In our study, 14 of the 15 patients identified to have A. omnincolens in their culture, had growth that exceeded 10,000 CFU/ml, which may indicate that the presence of A. omnincolens is a marker of a condition other than infection. In a study by Pearce et al. (4), the urinary microbiome of women with urgency urinary incontinence was compared to that of asymptomatic women. Distinct differences in the microbiome composition were found. Women with urgency urinary incontinence were more likely to have Gardnerella and less likely to have Lactobacillus. As expected, the genera of women with urgency urinary incontinence were more likely to contain at least one pathogenic species. Alloscardovia was isolated in both groups with no statistically significant difference in frequency and, as a result, did not appear to contribute to urgency urinary incontinence.
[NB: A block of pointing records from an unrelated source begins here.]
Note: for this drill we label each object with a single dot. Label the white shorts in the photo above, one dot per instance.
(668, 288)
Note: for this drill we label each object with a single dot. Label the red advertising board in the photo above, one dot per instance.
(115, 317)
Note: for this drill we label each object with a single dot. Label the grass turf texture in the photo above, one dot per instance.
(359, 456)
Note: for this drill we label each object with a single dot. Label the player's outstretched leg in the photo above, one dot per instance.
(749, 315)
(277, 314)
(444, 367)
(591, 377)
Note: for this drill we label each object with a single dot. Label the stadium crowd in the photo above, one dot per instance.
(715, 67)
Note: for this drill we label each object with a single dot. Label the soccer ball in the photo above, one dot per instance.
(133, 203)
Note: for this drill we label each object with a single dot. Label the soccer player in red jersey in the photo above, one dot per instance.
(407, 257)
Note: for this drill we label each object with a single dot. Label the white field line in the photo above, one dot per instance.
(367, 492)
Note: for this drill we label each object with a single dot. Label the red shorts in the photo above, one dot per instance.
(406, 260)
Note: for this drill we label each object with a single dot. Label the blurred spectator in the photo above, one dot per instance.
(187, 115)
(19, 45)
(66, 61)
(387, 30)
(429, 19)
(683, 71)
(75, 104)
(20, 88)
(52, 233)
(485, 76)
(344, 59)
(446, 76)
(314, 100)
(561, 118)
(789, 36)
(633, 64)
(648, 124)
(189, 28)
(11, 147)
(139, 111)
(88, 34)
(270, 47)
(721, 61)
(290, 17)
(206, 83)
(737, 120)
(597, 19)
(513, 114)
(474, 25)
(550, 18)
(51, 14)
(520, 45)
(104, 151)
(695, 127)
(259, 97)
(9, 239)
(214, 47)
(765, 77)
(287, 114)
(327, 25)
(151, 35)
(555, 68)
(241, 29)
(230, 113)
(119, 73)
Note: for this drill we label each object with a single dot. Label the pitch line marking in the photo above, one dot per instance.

These findings, taken together, suggest that A. omnincolens is a possible human pathogen that is rarely encountered in the urine of women and even more rarely in men. Clinical microbiologists should be alerted to the fact that this organism may be present in pure growth in significant quantities and still not represent true infection. Further studies are warranted to better define the clinical significance of this organism in UTI, but at this time we believe that urinalysis and clinical presentation should be considered carefully, along with culture results, prior to determining clinical significance. For the clinical microbiologist, we recommend paying special attention to cultures that yield significant and pure amounts of small alpha-hemolytic growth. A simple Gram stain revealing Gram-positive rods (Fig. 1) can be used to determine whether A. omnincolens is a possibility.